New job center focusing on vets

Navy veteran William Sutton stands in front of his office, Veterans of Valo, in the Northside Station Shopping Center in Winchester. Sutton's office will provide vocational training and counseling for area transient veterans. Rich Cooley/Daily

WINCHESTER — When William Sutton was discharged from the U.S. Navy in 2006, he found the civilian world was a huge, different place.

“The main thing you have in the military is structure and when I got out [of] there, I didn’t have it,”

he said. “It was tough adjusting to conducting how people do things in the civilian world.”

But Sutton was able to make the transition, leading a fruitful career and raising a loving family. However, some veterans are not so lucky and end up becoming homeless. That is why in 2013, Sutton founded The Veterans for Valor Foundation, which will open a center to provide vocational training and counseling for transient veterans on Veterans Day.

Sutton said the exact scope of the homeless veterans problem is hard to determine.

“We don’t have any figures on it because nobody has been keeping count,” Sutton said. “A lot of homeless veterans are not going to admit they’re veterans, either.”

According to Sutton, many homeless veterans are too proud to admit their troubles.

“A lot of military veterans aren’t going to come and say ‘I’m struggling’ or ‘I need help,'” Sutton said. “One thing we’re taught is you deal with the punches given to you and continue moving.”

The center, located on 812 N. Loudoun St. in Winchester, will offer programs in drywall installation, painting and project management for homeless veterans free of charge with a referral from the Veteran’s Administration.

“The project management program comes from my belief, as well as what I learned in the military, that you don’t have [to] work for somebody else, but you can work for yourself,” Sutton said. “I believe teaching entrepreneurship to these guys is important.”

The center will also help veterans who already have skills but are looking for work. Instructors will help veterans with resume writing and mock interviews, as well as connect them with employment agencies such NW Works.

Sutton said searching for a job is daunting for those who first get out of the military.

“I know when I first got out, if you were to ask me how to write a resume, I couldn’t,” Sutton said. “It was hard getting into that frame of mind for interviews, too. So we’re trying to teach veterans how to do it.”

The center will provide a host of counseling services, from career advancement to alcohol and drug abuse.  Sutton said getting homeless veterans back on their feet is a case-by-case scenario.

“Some guys, you got to give them a little push, others, you got to be there for them 24/7,” Sutton said. “I want to be able to provide services for all types of cases.”

Currently Sutton, along with some other donors, are paying out-of-pocket for the center. However, Sutton said he hopes to build partnerships with local trade schools, employers and Realtors to provide housing and a livelihood for homeless vets.

“It takes a community to help these guys out and so far, we have about seven companies who have come forward and offered to help with training and job placement,” Sutton said.

According to Sutton, while the government programs such the Support Services for Veteran Families do help veterans find housing, they lack in other areas of service.
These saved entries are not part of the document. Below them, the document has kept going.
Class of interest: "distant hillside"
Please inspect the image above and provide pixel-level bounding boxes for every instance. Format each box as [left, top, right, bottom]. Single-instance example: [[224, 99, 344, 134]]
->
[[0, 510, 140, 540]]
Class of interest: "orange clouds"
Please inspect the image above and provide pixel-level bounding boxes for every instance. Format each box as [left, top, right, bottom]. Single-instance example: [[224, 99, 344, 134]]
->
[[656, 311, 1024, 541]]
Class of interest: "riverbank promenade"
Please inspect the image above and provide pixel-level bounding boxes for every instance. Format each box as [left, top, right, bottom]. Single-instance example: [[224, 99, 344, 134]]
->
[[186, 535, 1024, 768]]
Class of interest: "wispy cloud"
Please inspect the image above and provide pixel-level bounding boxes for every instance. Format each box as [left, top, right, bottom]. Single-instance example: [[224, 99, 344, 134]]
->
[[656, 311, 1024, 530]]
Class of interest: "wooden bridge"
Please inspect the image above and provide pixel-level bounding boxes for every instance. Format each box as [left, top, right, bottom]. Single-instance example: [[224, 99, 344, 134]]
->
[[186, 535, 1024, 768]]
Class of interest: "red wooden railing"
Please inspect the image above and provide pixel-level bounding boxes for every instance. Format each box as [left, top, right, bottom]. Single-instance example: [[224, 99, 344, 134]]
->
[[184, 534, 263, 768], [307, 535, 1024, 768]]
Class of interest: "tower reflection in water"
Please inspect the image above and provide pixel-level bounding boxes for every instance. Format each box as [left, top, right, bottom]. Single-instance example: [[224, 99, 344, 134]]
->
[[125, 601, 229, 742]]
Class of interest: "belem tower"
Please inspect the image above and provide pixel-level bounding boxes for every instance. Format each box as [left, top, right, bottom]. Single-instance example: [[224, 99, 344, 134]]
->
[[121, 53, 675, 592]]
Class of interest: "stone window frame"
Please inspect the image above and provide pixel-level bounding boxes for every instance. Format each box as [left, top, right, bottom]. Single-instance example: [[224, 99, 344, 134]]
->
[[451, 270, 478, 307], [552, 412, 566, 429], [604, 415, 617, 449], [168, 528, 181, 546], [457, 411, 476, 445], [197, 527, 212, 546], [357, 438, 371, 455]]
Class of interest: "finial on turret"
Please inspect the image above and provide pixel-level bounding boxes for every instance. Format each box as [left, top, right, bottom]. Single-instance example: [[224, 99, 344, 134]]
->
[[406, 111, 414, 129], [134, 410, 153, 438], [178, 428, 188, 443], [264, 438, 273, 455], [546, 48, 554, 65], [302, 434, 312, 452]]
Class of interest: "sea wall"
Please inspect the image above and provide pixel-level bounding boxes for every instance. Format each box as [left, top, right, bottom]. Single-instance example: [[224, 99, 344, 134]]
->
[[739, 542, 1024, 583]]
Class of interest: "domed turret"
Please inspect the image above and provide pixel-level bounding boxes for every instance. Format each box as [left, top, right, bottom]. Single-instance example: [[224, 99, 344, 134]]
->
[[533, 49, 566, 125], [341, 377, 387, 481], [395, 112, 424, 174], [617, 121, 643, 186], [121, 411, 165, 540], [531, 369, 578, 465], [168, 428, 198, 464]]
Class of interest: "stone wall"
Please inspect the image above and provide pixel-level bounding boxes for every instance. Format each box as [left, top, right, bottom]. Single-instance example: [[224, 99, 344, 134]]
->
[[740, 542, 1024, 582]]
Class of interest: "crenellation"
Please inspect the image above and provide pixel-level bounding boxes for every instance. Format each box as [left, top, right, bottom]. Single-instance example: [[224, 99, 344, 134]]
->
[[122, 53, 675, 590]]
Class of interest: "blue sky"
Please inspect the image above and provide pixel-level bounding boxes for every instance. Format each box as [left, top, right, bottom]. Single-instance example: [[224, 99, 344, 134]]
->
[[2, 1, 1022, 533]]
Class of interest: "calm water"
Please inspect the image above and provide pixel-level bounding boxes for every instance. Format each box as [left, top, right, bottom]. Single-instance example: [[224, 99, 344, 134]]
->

“They believe that’s automatically going to encourage them to get a job,” Sutton said. “If you just got an apartment after being on the street for a year and a half, it’s going to take a while to get acclimated. We hope to offer vets a way to readjust to the job market.”

Sutton said he hopes The Veterans for Valor Foundation will help relieve some of the pressure put on the local VA centers.

“They got backlogs everywhere in the area,” Sutton said. “Down in Stephens City, they got one social worker taking care of cases all day.”

While Sutton said he ultimately wants to expand The Veterans of Valor Foundation to cover the Interstate 81 corridor from Hagerstown, Maryland, to Harrisonburg, he knows establishing it in Winchester will be a challenge.

“It’s all financial,” Sutton said, explaining that it’s difficult to get funding from the government or charities because there is no information on the number of homeless veterans in the area.

The Veterans of Valor Foundation Center will have an opening ceremony at 3 p.m. today.